So continuing to use this tool is not a tenable long-term solution to the humanitarian problem, and it’s not in keeping with the rule of law. That requires letting in the kids, and we will have to allow more adults to apply for asylum. The question is how we manage it.
Republicans claim we’re seeing a breakdown in enforcement, and that this, combined with Biden’s promise to reverse the former guy’s policies, is causing the migrant spikes.
Yes, we’re seeing a spike: There were over 100,000 detentions at the border in February.
But right now, the border is in large part closed: Many adult asylum seekers are getting turned away with zero due process. The decision to lift the public health restriction for children and teens [does not mean a law isn’t being enforced. It means] the administration is no longer incorrectly applying the law to children and teens . . .
On the second claim, these spikes in migrations occur for complex reasons rooted in Central American conditions. Indeed, . . . there was a huge spike in 2019, amid the former guy’s draconian policies.
Expectations of a policy reversal might play some role in spurring people to attempt to apply for asylum. But all this really means is that [the former guy] was denying them that legal right, and Biden [won’t].
[The former guy’s] “solutions” were designed to prevent people from applying for asylum at all. His “Remain in Mexico” policy — which forced thousands back into Mexico to await hearings — was the centerpiece of this.

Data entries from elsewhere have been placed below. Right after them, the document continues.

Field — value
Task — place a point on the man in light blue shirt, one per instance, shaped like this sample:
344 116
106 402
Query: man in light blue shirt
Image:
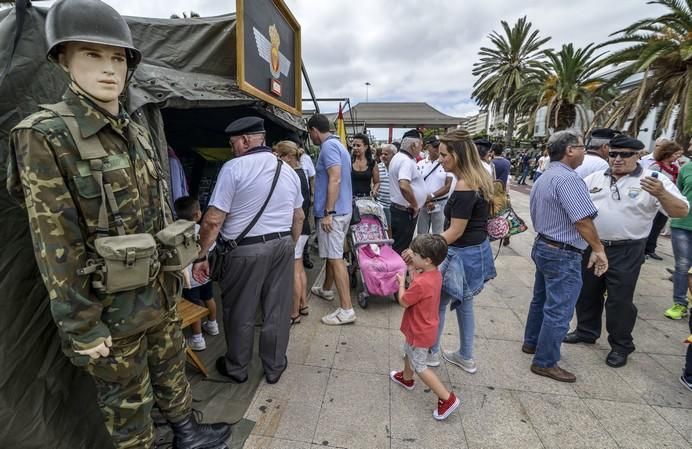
333 195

But that was a humanitarian catastrophe. Many were exposed to violence and even kidnapping, or stranded in horrific refugee camp conditions for months.

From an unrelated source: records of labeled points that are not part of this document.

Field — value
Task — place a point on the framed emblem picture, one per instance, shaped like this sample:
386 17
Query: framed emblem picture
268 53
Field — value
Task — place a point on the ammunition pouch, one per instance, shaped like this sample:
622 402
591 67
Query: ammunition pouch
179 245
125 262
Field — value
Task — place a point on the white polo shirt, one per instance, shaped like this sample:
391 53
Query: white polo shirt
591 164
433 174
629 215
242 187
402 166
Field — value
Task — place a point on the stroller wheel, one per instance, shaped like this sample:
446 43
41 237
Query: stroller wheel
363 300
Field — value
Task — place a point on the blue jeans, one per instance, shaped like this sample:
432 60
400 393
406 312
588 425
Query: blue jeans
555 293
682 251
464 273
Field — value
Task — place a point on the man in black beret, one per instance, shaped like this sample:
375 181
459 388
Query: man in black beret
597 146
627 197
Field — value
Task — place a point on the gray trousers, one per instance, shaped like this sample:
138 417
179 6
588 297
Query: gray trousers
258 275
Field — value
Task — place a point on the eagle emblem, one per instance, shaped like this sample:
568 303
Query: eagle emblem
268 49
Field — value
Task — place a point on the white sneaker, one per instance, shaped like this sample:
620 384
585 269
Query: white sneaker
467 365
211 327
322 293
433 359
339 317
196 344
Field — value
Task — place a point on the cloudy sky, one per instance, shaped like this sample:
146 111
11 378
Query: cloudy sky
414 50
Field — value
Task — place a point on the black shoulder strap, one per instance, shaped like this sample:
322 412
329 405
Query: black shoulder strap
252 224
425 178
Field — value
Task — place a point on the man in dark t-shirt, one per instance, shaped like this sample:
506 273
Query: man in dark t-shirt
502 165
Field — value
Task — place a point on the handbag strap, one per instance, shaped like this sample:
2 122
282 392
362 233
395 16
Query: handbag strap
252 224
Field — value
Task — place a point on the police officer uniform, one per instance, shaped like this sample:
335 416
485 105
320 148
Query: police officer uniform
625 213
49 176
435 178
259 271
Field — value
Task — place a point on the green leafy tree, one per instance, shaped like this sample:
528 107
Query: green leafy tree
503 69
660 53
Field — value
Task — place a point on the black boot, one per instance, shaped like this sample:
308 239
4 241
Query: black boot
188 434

“[That] created a much worse humanitarian and legal crisis than what we’re seeing now,” Dan Restrepo, a national security official under former president Barack Obama, told me. “It failed to meet our legal obligations and relegated tens of thousands to dangerous and inhumane conditions in Mexico.”
That was only a “solution” if you believe cruelty and fear should be used to deter people from applying for asylum. That’s the real Republican position: that those are legitimate tools to ensure that as few people apply and qualify for asylum as possible.
But continuing that approach would be worse than the present in humanitarian and rule-of-law terms: Conditions spurring migrations will continue, and it would renege on our obligations under U.S. and international law.
The question is whether Biden can make the asylum system function better.
Homeland Security Secretary Alejandro Mayorkas just released a new statement outlining what this should look like: investing in Central American countries and creating new pathways for people to apply from afar, so they don’t come to the border; speeding up processing, so asylum claimants aren’t left in the interior and kids get transferred to guardians faster; and increasing capacity and ensuring more humane treatment at [Refugee Resettlement] facilities in the interim. . . .
The real way to hold Biden accountable is to judge whether he meets those promises.
Yes, these problems are hard to solve. But that’s the point: What’s hard is actually trying to solve them. Calling this a “crisis” outside that context is absurd: It was a crisis before, too. What’s different is that Biden is attempting to tackle this crisis in a far better way than [his predecessor] did.